Потом заговорила чуть спокойнее: «Я хочу снять ему квартиру или комнату где-нибудь рядом с нами. Я все буду сама делать – убирать, стирать, готовить. Ему будет лучше, вот увидишь. Он как-то… стесняется меня, что ли». Она не оправдывалась передо мной, она хотела, чтобы я увидела ситуацию ее глазами. Она действительно будет надраивать квартиру и вкусно готовить и покупать нужные лекарства. Я ведь знаю свою Нину - гармоничное сочетание порывистости, импульсивности и строгой рациональности. И все, что она говорила, наверное, было правильным и очень рациональным, но у меня перед глазами стояли побелевшие пальцы на перекладинах костылей.

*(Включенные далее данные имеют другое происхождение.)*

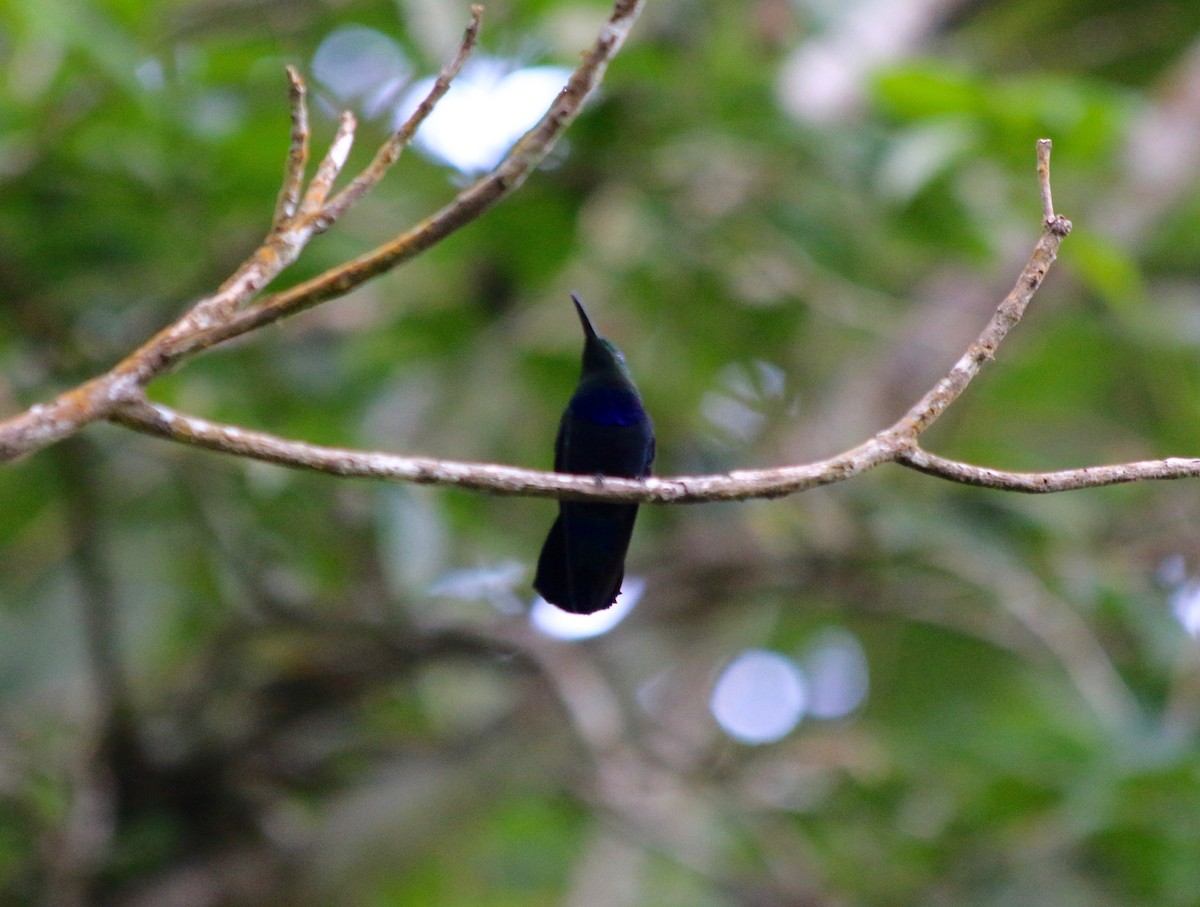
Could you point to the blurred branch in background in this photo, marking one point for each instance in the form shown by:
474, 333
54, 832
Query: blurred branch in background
226, 684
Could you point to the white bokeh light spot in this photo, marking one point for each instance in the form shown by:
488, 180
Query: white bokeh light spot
487, 109
760, 697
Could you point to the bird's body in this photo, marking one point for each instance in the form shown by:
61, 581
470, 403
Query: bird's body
605, 431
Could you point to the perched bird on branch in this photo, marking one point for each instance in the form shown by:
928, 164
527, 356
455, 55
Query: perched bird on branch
605, 431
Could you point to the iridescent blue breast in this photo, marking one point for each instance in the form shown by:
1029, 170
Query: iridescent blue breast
607, 406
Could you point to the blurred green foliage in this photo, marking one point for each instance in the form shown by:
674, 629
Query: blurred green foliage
223, 683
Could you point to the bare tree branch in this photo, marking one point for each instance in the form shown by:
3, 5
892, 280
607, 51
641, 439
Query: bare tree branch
223, 316
898, 443
1049, 482
119, 395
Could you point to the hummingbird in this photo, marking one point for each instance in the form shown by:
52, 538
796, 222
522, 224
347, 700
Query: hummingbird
604, 431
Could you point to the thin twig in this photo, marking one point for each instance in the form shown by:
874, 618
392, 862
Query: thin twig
898, 443
1044, 146
389, 152
330, 166
1049, 482
466, 208
298, 152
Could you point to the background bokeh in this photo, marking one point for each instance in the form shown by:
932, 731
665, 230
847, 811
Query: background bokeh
227, 684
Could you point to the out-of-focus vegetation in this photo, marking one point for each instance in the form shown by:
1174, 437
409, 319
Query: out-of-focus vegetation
223, 683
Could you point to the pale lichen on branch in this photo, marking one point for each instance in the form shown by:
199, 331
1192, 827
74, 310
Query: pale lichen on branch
303, 212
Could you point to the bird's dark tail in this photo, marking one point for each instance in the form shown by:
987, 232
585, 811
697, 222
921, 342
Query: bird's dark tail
583, 560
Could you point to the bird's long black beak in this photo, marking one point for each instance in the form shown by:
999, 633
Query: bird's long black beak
583, 318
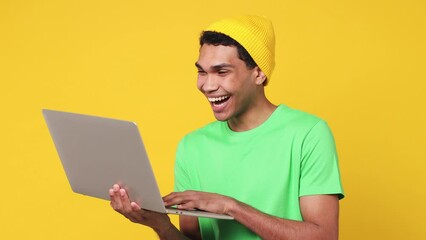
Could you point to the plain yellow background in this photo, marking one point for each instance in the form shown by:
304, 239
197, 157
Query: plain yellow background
360, 65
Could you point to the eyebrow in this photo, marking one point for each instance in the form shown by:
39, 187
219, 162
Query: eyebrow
215, 67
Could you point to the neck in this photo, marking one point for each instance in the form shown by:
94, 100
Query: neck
254, 116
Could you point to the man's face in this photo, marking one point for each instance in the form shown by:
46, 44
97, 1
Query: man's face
225, 80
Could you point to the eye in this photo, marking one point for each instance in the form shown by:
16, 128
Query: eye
201, 72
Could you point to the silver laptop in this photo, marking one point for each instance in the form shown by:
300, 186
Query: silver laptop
98, 152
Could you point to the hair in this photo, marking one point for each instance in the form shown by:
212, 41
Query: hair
217, 38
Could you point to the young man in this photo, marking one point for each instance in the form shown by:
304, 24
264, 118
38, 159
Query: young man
272, 168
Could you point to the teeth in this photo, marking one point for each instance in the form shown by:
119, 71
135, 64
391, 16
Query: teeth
217, 99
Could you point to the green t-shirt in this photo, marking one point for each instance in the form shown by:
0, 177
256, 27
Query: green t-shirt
290, 155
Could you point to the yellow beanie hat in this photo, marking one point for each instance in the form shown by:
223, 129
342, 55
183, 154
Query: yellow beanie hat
255, 34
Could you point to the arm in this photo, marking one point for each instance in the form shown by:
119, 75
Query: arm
159, 222
320, 215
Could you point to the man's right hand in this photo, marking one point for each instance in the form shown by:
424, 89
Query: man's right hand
121, 203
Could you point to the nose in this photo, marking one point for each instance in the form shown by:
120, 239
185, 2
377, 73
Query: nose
208, 83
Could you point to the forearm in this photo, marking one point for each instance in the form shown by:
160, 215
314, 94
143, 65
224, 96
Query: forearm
270, 227
170, 233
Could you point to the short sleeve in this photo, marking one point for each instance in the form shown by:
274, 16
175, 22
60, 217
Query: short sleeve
320, 172
182, 180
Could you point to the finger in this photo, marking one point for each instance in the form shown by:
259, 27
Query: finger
177, 198
115, 199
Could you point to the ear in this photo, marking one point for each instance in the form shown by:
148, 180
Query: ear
260, 77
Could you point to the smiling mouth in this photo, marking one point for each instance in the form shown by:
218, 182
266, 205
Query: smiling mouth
218, 100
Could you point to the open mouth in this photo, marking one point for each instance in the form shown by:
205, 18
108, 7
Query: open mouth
218, 100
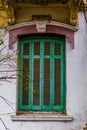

«Наташенька, ты так редко приходишь»

… Катастрофически не хватало времени. Переходный возраст у дочки. Отдел, которым надо было руководить, вытаскивая проекты из бесконечных провалов. И папа, еще крепкий физически, но почти ослепший. Через много лет сказались тяжелая фронтовая контузия и ранение в шею. Все произошло как-то быстро – начались сильные головные боли, резь в глазах, пелена. Он никак не хотел выписываться из больницы, все еще надеясь. Лежал на больничной койке – огромные сжатые кулаки – Я буду бороться, не сдамся, не сдамся – слезы из-под повязки.

 Сколько я помню папу, он всегда читал. Урывками, когда придется, в основном, - ночами. Книги он любил страстно, как живые существа. Когда я была маленькой, то вполне серьезно считала, что папа в книгах видит больше, чем другие люди. Он иногда говорил что-то тихонько, поглаживая книгу. Мне казалось, что он разговаривает с книгами и, казалось, что они ему отвечают. «Вот перестану когда-нибудь работать и отчитаюсь за всю жизнь».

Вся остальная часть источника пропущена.